La cumbre por el 50º aniversario de relaciones diplomáticas entre China y la Unión Europea, celebrada esta semana en Pekín, no ha dejado acuerdos relevantes, ni nuevas alianzas, ni anuncios estratégicos. Y, sin embargo, ha dicho mucho. Muchísimo. Porque en geopolítica, lo importante no siempre es lo que se firma, sino lo que se calla.
La fotografía del encuentro entre Xi Jinping, Ursula von der Leyen y Charles Michel representa el último intento de Europa por sostener una relación formal con un socio que ya no es socio: es rival sistémico, proveedor inevitable y adversario tecnológico a partes iguales.
Las declaraciones oficiales insisten en conceptos como «diálogo», «cooperación económica», «papel estabilizador», pero el tono general ha sido de distancia fría. Von der Leyen no ha ocultado su preocupación por el desequilibrio comercial entre ambos bloques, el riesgo de subsidios industriales ilegales por parte de China, y la falta de garantías en materia de competencia justa.
Xi, por su parte, ha devuelto la pelota con su habitual lenguaje ambiguo: apela al respeto mutuo, critica el unilateralismo occidental y ofrece a Europa un lugar en el nuevo orden multipolar, pero sin mover un centímetro sus posiciones clave: respaldo tácito a Rusia, expansión de influencia en África y América Latina, y control total de los sectores estratégicos chinos.

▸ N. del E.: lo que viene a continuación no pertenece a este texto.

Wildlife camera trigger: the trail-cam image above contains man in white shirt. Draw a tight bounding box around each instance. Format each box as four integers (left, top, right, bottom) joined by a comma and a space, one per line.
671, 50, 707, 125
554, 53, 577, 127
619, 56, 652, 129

La Unión Europea aterriza en Pekín con una posición más débil de lo que aparenta. Tras años de dependencia energética de Rusia y tecnológica de Asia, intenta ahora impulsar una supuesta autonomía estratégica que no se concreta más allá de los discursos. El desajuste comercial con China es estructural: exporta bienes de lujo, importa sectores enteros.

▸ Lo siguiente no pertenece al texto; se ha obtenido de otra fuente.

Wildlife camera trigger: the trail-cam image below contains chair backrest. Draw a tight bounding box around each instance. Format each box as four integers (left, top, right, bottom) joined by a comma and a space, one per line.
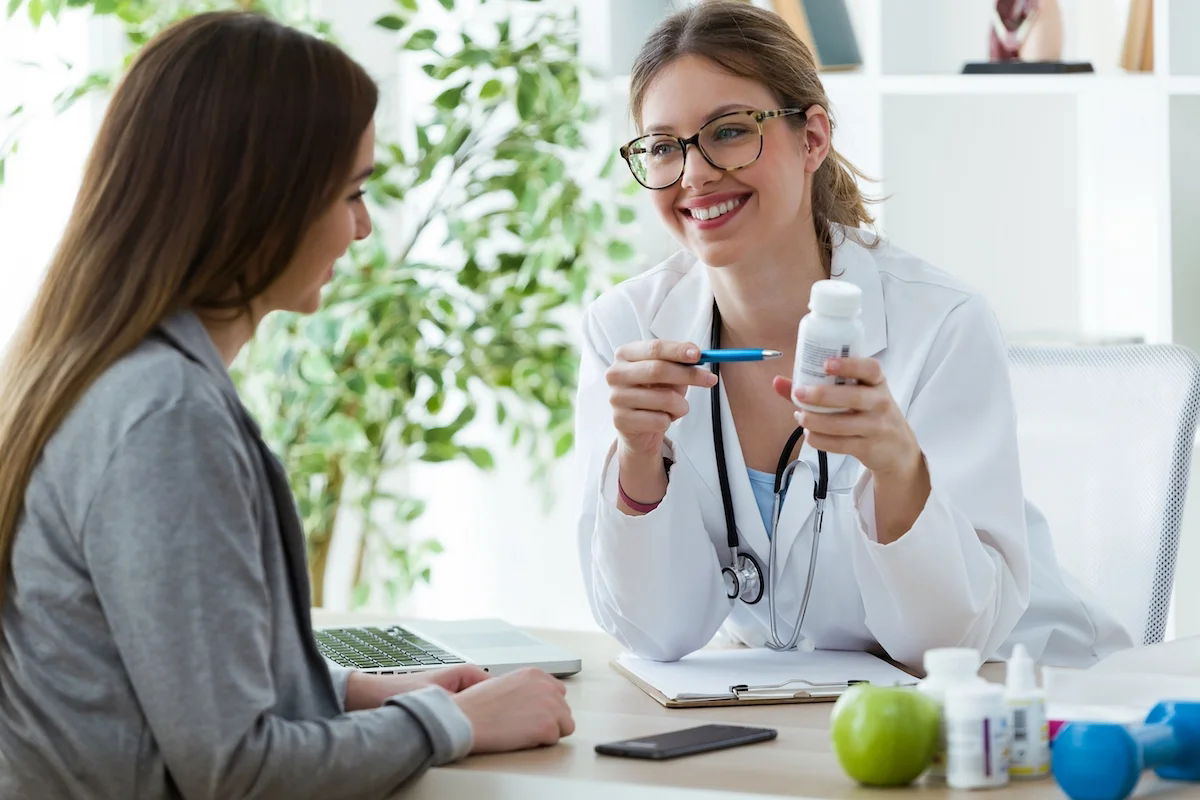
1007, 344, 1200, 645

Bruselas habla de valores, pero no tiene una política común hacia China. Alemania busca acuerdos industriales, Francia se obsesiona con la autonomía europea, y los países del Este piden más dureza, alineándose con el ala proestadounidense. La UE no lidera la relación: la gestiona.
La verdadera disputa no es diplomática ni económica: es tecnológica. Europa quiere limitar el acceso de empresas chinas a sectores sensibles como los semiconductores, la IA, los vehículos eléctricos o las energías renovables. China, en cambio, sigue invirtiendo masivamente en estos ámbitos, subvencionando su industria y blindando su mercado interior.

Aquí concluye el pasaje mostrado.